# Jason Kapono



## WhoDaBest23 (Apr 16, 2003)

So how do you think he will do with the bobcats this year? Will he be a starter or a 6th man? IMO I think he will start along with Wallace on the wings. The Bobcats would get killed much worse on D if they start House over him. Kapono had a decent summer and I think he's earned the starting job. I see him averaging possibly between 8-12 points a game. I could be a little too optimistic though...


----------



## R-Star (Jun 13, 2002)

> Originally posted by <b>WhoDaBest23</b>!
> So how do you think he will do with the bobcats this year? Will he be a starter or a 6th man? IMO I think he will start along with Wallace on the wings. The Bobcats would get killed much worse on D if they start House over him. Kapono had a decent summer and I think he's earned the starting job. I see him averaging possibly between 8-12 points a game. I could be a little too optimistic though...
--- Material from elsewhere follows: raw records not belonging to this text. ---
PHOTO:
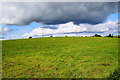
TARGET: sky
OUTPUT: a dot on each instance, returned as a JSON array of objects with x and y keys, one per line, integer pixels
[{"x": 44, "y": 19}]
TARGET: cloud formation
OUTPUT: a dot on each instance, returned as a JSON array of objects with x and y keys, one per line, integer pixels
[
  {"x": 56, "y": 12},
  {"x": 4, "y": 30},
  {"x": 70, "y": 28}
]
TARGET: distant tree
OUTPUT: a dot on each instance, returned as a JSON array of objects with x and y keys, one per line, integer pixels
[
  {"x": 96, "y": 35},
  {"x": 30, "y": 37}
]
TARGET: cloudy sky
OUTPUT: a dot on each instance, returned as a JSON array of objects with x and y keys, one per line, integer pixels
[{"x": 38, "y": 19}]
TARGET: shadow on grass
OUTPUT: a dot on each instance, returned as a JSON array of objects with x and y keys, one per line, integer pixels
[{"x": 115, "y": 75}]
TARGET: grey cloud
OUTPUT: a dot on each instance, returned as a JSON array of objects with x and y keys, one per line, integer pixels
[
  {"x": 4, "y": 30},
  {"x": 56, "y": 12}
]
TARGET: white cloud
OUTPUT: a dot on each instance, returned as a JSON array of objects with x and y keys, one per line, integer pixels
[
  {"x": 4, "y": 30},
  {"x": 24, "y": 13},
  {"x": 70, "y": 28}
]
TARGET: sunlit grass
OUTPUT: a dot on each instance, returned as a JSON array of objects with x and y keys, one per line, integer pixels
[{"x": 62, "y": 57}]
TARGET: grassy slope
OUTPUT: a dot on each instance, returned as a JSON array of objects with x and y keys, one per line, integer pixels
[{"x": 60, "y": 57}]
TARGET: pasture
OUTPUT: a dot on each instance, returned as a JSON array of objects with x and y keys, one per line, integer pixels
[{"x": 59, "y": 57}]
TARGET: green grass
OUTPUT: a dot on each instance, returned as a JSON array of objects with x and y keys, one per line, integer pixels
[{"x": 60, "y": 57}]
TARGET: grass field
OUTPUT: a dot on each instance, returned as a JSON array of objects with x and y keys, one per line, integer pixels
[{"x": 60, "y": 57}]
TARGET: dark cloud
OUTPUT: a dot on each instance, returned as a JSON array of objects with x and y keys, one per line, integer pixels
[
  {"x": 57, "y": 12},
  {"x": 50, "y": 26}
]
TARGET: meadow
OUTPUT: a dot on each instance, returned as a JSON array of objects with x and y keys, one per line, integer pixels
[{"x": 59, "y": 57}]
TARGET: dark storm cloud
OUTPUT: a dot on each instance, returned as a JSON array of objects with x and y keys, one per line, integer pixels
[{"x": 57, "y": 12}]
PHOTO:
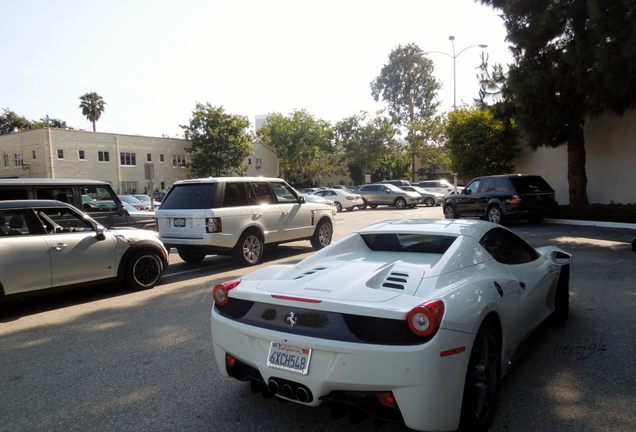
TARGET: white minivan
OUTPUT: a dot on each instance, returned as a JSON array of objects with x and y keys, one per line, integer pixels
[{"x": 238, "y": 216}]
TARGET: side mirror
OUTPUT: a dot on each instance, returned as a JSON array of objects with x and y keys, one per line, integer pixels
[{"x": 99, "y": 231}]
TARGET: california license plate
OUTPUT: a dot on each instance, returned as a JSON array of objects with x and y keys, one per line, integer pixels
[{"x": 289, "y": 358}]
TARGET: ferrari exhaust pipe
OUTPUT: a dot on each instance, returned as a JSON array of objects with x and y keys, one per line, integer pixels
[
  {"x": 287, "y": 391},
  {"x": 301, "y": 394},
  {"x": 272, "y": 386}
]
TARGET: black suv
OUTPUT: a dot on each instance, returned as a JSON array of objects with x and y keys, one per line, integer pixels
[{"x": 497, "y": 198}]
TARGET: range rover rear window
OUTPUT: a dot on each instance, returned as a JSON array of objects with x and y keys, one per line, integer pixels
[{"x": 193, "y": 196}]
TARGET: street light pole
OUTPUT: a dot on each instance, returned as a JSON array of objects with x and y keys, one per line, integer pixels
[{"x": 454, "y": 57}]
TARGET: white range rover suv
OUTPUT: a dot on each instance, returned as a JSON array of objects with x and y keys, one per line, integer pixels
[{"x": 238, "y": 216}]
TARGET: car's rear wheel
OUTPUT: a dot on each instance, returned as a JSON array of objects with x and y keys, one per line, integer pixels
[
  {"x": 249, "y": 249},
  {"x": 191, "y": 257},
  {"x": 322, "y": 236},
  {"x": 481, "y": 389},
  {"x": 562, "y": 297},
  {"x": 144, "y": 269},
  {"x": 450, "y": 212},
  {"x": 400, "y": 203},
  {"x": 495, "y": 215}
]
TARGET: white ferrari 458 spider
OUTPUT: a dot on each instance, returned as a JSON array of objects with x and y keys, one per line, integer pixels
[{"x": 412, "y": 321}]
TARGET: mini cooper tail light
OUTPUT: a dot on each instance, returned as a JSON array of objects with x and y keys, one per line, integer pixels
[
  {"x": 425, "y": 319},
  {"x": 213, "y": 225},
  {"x": 221, "y": 291}
]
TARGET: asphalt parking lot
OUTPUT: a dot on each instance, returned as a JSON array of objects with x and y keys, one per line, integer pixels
[{"x": 107, "y": 359}]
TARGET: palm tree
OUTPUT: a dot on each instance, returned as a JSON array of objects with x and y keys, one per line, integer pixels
[{"x": 92, "y": 107}]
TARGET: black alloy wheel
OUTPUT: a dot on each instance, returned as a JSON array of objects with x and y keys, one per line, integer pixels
[{"x": 481, "y": 390}]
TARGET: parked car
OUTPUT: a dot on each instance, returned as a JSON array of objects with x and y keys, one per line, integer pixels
[
  {"x": 135, "y": 202},
  {"x": 439, "y": 186},
  {"x": 238, "y": 216},
  {"x": 497, "y": 198},
  {"x": 405, "y": 320},
  {"x": 386, "y": 194},
  {"x": 343, "y": 198},
  {"x": 318, "y": 199},
  {"x": 47, "y": 244},
  {"x": 83, "y": 194},
  {"x": 429, "y": 199}
]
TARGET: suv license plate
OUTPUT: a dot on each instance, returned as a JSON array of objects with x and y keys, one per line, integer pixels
[{"x": 289, "y": 358}]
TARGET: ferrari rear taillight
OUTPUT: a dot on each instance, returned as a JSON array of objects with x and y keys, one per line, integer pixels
[
  {"x": 221, "y": 291},
  {"x": 425, "y": 319}
]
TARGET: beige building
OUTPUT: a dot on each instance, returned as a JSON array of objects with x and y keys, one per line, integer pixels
[{"x": 117, "y": 159}]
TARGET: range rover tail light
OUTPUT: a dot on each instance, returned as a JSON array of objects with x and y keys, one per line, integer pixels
[
  {"x": 221, "y": 291},
  {"x": 425, "y": 319}
]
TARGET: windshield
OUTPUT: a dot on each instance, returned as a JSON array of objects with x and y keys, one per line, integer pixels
[
  {"x": 395, "y": 242},
  {"x": 192, "y": 196}
]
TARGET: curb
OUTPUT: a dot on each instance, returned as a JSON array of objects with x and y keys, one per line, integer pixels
[{"x": 592, "y": 223}]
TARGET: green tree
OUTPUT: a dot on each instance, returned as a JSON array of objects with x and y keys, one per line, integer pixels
[
  {"x": 363, "y": 143},
  {"x": 92, "y": 106},
  {"x": 302, "y": 142},
  {"x": 407, "y": 85},
  {"x": 220, "y": 142},
  {"x": 10, "y": 122},
  {"x": 572, "y": 60},
  {"x": 479, "y": 144}
]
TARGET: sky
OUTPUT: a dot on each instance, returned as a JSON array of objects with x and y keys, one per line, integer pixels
[{"x": 153, "y": 60}]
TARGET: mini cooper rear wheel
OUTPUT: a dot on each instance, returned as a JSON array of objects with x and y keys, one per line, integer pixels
[
  {"x": 495, "y": 215},
  {"x": 144, "y": 270},
  {"x": 481, "y": 390},
  {"x": 400, "y": 203},
  {"x": 191, "y": 257},
  {"x": 249, "y": 249},
  {"x": 322, "y": 236},
  {"x": 450, "y": 212}
]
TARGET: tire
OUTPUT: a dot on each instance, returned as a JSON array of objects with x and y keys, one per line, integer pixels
[
  {"x": 144, "y": 270},
  {"x": 450, "y": 212},
  {"x": 495, "y": 214},
  {"x": 322, "y": 236},
  {"x": 249, "y": 249},
  {"x": 400, "y": 203},
  {"x": 481, "y": 389},
  {"x": 191, "y": 257},
  {"x": 562, "y": 297}
]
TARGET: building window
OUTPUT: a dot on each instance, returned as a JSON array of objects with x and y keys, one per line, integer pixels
[
  {"x": 103, "y": 156},
  {"x": 178, "y": 160},
  {"x": 129, "y": 187},
  {"x": 128, "y": 158}
]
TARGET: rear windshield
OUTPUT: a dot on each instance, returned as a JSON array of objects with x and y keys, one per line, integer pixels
[
  {"x": 394, "y": 242},
  {"x": 531, "y": 184},
  {"x": 193, "y": 196}
]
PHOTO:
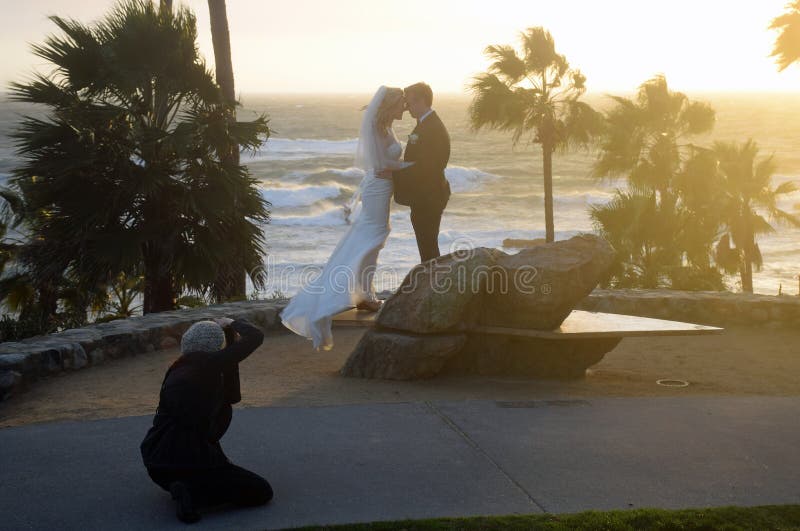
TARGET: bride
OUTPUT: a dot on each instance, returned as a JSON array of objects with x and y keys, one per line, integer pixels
[{"x": 346, "y": 279}]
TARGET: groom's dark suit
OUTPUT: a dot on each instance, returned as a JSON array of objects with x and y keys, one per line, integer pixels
[{"x": 423, "y": 186}]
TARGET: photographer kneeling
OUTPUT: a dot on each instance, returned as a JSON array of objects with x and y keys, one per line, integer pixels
[{"x": 181, "y": 450}]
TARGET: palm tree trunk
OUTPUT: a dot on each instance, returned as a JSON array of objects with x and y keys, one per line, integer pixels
[
  {"x": 547, "y": 164},
  {"x": 159, "y": 290},
  {"x": 231, "y": 281}
]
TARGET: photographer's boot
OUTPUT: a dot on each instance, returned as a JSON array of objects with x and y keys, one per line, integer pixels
[{"x": 185, "y": 509}]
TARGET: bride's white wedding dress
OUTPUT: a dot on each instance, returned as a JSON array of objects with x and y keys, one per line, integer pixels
[{"x": 347, "y": 278}]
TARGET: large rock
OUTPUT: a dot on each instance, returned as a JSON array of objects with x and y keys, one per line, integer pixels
[
  {"x": 540, "y": 286},
  {"x": 441, "y": 294},
  {"x": 9, "y": 383},
  {"x": 528, "y": 357},
  {"x": 401, "y": 356}
]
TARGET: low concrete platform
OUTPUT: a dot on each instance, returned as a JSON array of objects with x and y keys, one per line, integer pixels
[
  {"x": 582, "y": 340},
  {"x": 414, "y": 460}
]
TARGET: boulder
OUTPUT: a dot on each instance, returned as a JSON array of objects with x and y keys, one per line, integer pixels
[
  {"x": 540, "y": 286},
  {"x": 168, "y": 343},
  {"x": 440, "y": 294},
  {"x": 400, "y": 356}
]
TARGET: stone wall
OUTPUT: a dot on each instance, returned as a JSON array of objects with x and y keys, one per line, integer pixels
[
  {"x": 702, "y": 307},
  {"x": 25, "y": 361},
  {"x": 22, "y": 362}
]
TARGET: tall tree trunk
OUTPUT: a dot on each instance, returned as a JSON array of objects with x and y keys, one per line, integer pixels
[
  {"x": 547, "y": 163},
  {"x": 231, "y": 279},
  {"x": 159, "y": 290}
]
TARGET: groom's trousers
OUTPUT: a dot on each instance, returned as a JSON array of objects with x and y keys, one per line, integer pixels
[{"x": 426, "y": 223}]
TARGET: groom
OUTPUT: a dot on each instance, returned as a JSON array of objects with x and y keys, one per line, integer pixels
[{"x": 423, "y": 186}]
I see him getting around 12-15 a game. Its not like the Bobcats have too many scoring options.


----------



## Kunlun (Jun 22, 2003)

Well, he will certainly help spread the offense for Emeka to work down low. He is an great shooter.


----------



## KG4MVP2 (Jul 28, 2003)

Kapono should averege at least 10ppg. He has a jump shot a very good one but in order to succeed he needs to work on his D and be consistent on his jump shot to have a great jump shot not just a good one.


----------



## AZwildcats4 (Feb 9, 2004)

yeah 10-12 ppg...somebody has to score


----------



## ChristopherJ (Aug 10, 2004)

8-10 A GAME ATLEAST.


----------



## bLo0dYtEaRz818 (Oct 23, 2004)

kapano is a very good field goal shooter. i think he will help the team with his shots and his assists.. he will make a great player for the bobcats..


----------